Some of the operators have also strengthened their systems by adding more processing capacity, said Stephen Crocker, head of the security committee at the Internet Corporation for Assigned Names and Numbers in Marina Del Rey, Calif.


But there are some persistent problems that make the security situation "about the same or maybe a little bit worse as you move down the DNS tree," Mockapetris said.


All 13 of the Internet's root DNS servers—three of which are located outside the U.S.—were victims of a massive distributed denial-of-service attack on Oct. 21, 2002 (see story).


The attacks did little damage apart from slowing down service in some parts of the world. But they were the first to target root DNS servers—on which everything else on the Internet operates—and raised concerns that future attacks could bring down large swaths of the Internet.

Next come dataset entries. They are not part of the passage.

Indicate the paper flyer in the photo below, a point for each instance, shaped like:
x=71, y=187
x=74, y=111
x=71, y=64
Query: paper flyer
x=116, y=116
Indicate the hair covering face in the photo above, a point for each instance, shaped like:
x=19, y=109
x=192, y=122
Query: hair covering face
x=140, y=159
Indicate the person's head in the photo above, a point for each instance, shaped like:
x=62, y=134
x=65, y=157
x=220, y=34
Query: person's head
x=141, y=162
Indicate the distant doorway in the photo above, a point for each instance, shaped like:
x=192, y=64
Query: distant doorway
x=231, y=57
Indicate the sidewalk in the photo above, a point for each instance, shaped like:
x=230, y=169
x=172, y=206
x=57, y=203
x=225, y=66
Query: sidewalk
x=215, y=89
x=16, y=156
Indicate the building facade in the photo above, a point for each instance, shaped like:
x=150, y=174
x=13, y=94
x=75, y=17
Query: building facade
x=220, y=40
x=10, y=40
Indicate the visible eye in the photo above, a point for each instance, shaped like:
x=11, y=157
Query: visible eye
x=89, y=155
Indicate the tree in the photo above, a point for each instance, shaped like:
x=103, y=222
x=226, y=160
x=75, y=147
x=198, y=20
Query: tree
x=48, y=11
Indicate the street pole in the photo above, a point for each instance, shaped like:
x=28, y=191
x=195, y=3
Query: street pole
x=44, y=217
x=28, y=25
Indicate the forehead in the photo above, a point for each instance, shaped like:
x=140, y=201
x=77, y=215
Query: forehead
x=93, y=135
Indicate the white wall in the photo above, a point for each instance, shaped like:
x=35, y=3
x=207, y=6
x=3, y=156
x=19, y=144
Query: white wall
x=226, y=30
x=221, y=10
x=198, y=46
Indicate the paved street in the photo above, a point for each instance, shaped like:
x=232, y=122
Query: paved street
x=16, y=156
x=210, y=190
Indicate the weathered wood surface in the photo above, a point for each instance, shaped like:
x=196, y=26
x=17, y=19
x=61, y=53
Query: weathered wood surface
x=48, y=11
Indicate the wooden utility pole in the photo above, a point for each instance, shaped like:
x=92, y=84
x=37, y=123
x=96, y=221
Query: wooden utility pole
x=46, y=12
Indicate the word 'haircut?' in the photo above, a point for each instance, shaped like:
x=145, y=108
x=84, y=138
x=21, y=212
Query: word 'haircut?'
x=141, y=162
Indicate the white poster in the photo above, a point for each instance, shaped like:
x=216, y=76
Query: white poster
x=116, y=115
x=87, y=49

Last year's attacks helped raise awareness of the need to bolster defenses, said Suzanne Woolf, senior program manager at the Internet Software Consortium (ISC) in Redwood City, Calif. Like other root server operators, the ISC has over the past year been using a technology approach called anycasting, which is similar to mirroring, to set up multiple copies of existing servers, each with the same IP address.


Anycasting is designed to route DNS queries to the nearest available server in order to mitigate the effects of denial-of-service attacks, explained Crocker.


"It lets us spread out our vulnerabilities and isolate areas as problems arise," Woolf said.


VeriSign Inc., which operates a root server and top-level domains such as .com and .net, has gone a step further.


This summer, the company moved its DNS infrastructure from the widely used Berkeley Internet Name Domain DNS server platform to a proprietary system developed by VeriSign called Atlas. The move was driven by the need to improve the scalabilty, performance and security of VeriSign's DNS services, said Ken Silva, vice president of network and information security at VeriSign in Mountain View, Calif. Atlas is designed to handle more than 100 billion DNS lookups daily and to eliminate single points of failure.